L’œuvre de Sade, qui n’avait jamais été revisitée par la danse, devient entre les mains des deux chorégraphes un théâtre du corps souverain.
Deux artistes de renom ont collaboré à cette pièce : Alain Delon, qui prête sa voix à la pièce, mais aussi Laurent Garnier, qui avec brio fusionne le baroque et son style sophistiqué aux atmosphères sonores et angoissantes de la prison. Enfermé dans l’asile de Charenton, Sade, qui ne s’exprime qu’à travers les mots, observe le rituel immuable des fous réinventé chaque jour sous ses yeux. Obéissant à la pulsion d’écrire pour survivre. Il fait de son incarcération le moteur de sa liberté de créer.
La chorégraphie déploie l’incroyable énergie des aliénés et la puissance de leur imaginaire.
Leur corps offert au regard de l’écrivain n’est jamais déchu de son humanité : quand naît le désir, il est mode latent de conscience.
Refusant le jeu d’une esthétique distanciée, cette pièce est un corps à corps avec la véritable nature de l’homme.
La danse, nous entraînant dans l’univers baroque, revisite le ballet de cour et la tragédie en musique. A chaque scène les corps exultent ou s’affrontent. Seul le couple, que Marie-Claude Pietragalla et Julien Derouault interprètent, dans un duo lyrique et désespéré échappe un instant à cette folie par la fusion faite d’amour et de peur, pendant que les corps se reprennent et se perdent dans une spirale infinie.

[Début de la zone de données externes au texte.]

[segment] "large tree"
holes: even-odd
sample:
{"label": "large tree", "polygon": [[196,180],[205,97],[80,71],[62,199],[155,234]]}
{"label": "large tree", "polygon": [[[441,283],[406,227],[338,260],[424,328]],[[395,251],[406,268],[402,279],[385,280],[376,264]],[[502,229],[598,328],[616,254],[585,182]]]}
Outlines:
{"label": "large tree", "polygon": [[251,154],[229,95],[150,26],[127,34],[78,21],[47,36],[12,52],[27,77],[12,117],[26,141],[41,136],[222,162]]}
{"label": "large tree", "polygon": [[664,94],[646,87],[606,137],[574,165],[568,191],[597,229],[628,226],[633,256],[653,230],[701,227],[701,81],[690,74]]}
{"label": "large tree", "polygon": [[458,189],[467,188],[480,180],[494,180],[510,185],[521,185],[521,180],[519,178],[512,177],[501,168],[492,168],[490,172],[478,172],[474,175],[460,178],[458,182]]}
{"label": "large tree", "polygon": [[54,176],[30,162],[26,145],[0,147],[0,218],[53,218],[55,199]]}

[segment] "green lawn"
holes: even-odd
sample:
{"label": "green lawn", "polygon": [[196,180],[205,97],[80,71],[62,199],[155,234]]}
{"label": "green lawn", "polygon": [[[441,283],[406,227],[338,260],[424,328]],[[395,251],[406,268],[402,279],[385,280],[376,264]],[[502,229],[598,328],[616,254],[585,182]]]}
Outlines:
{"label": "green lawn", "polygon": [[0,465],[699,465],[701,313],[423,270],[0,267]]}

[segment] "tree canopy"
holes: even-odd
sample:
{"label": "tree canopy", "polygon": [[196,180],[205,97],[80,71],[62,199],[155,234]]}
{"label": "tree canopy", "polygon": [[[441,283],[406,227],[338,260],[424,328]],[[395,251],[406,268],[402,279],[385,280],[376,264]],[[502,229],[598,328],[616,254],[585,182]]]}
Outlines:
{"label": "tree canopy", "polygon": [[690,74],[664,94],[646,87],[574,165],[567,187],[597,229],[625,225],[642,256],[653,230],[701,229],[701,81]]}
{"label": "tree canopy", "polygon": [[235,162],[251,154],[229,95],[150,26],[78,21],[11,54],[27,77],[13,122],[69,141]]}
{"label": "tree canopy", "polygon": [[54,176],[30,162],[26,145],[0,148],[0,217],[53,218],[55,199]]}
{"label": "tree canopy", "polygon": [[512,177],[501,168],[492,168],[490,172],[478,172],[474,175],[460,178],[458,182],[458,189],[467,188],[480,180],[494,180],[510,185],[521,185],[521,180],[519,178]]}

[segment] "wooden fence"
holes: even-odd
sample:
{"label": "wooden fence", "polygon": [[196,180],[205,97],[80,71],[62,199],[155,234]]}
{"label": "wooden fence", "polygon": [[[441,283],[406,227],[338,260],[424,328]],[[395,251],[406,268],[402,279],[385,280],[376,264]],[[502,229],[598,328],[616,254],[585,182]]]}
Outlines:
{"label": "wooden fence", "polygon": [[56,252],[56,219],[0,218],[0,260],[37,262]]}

Les mouvements se développent en exagération, multipliant les effets dramatiques, la tension des corps, l’exubérance. La théâtralisation des scènes compose une Commedia dell’arte où la perception joue avec l’illusion, le drame avec les facéties. Les interprètes poussent à leur paroxysme l’inconstance et la complexité des rapports humains, passant d’une palette de sentiments à une autre. Tour à tour victimes et bourreaux, ils sont plongés dans la confusion du monde qu’ils engendrent.